Incremental Backup Implementation

The incremental backup process creates a backup file which stores database pages in blocks marked by a binary session header and footer structure (called a backup record). A single backup file can contain several independent backups, possibly of different types (full or incremental) or with different tags or timestamps.

For all-in-memory databases, only the backup file is created. For persistent databases, the database close operation causes an additional Backup Map file to be created.

Backup Map

This map file contains information used to determine the pages that were modified between one incremental backup and another. For a persistent database, the eXtremeDB runtime maintains counters (the backup bitmap). When the application shuts the database down, the state of the counters needs to be saved and then restored when the application opens the database again.

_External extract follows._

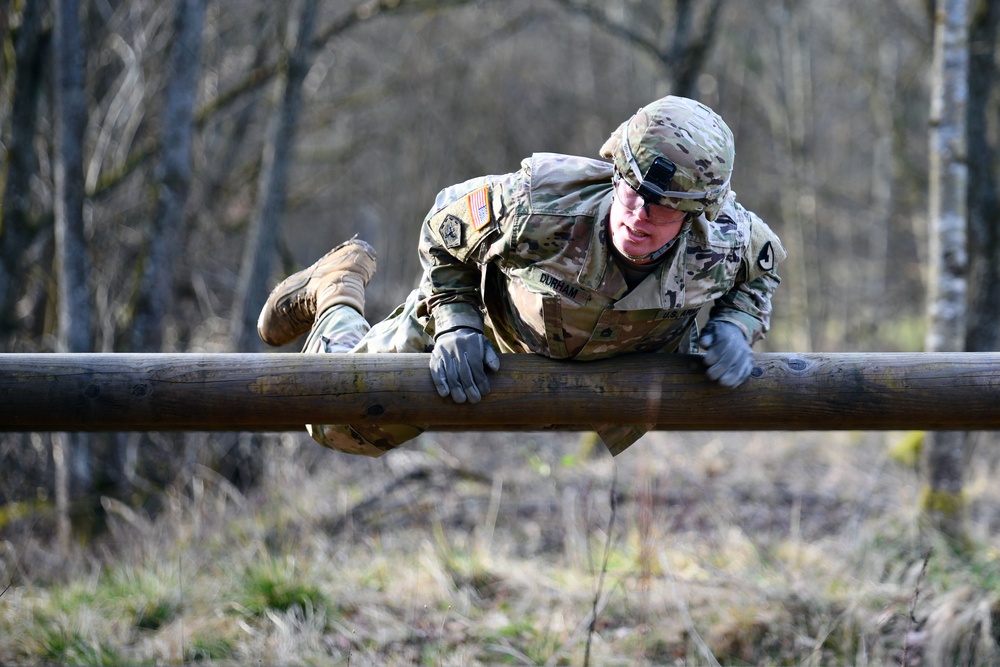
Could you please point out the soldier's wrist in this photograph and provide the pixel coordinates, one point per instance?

Without this map file a full database snapshot would be needed after every application shutdown and restart since the backup procedure would have no data about modifications made to the database pages. So, when an application opens a persistent database with incremental backup enabled, the eXtremeDB runtime will create the backup bitmap file on every database shutdown, whether the backup API is actually called or not.

The backup map keeps track of database pages processed by the backup algorithm. To perform an incremental backup, the runtime needs to track modifications of all the database pages. This is done by using integer counters to indicate the pages' content versions. Every time a database page is modified the runtime increases a counter associated with this page.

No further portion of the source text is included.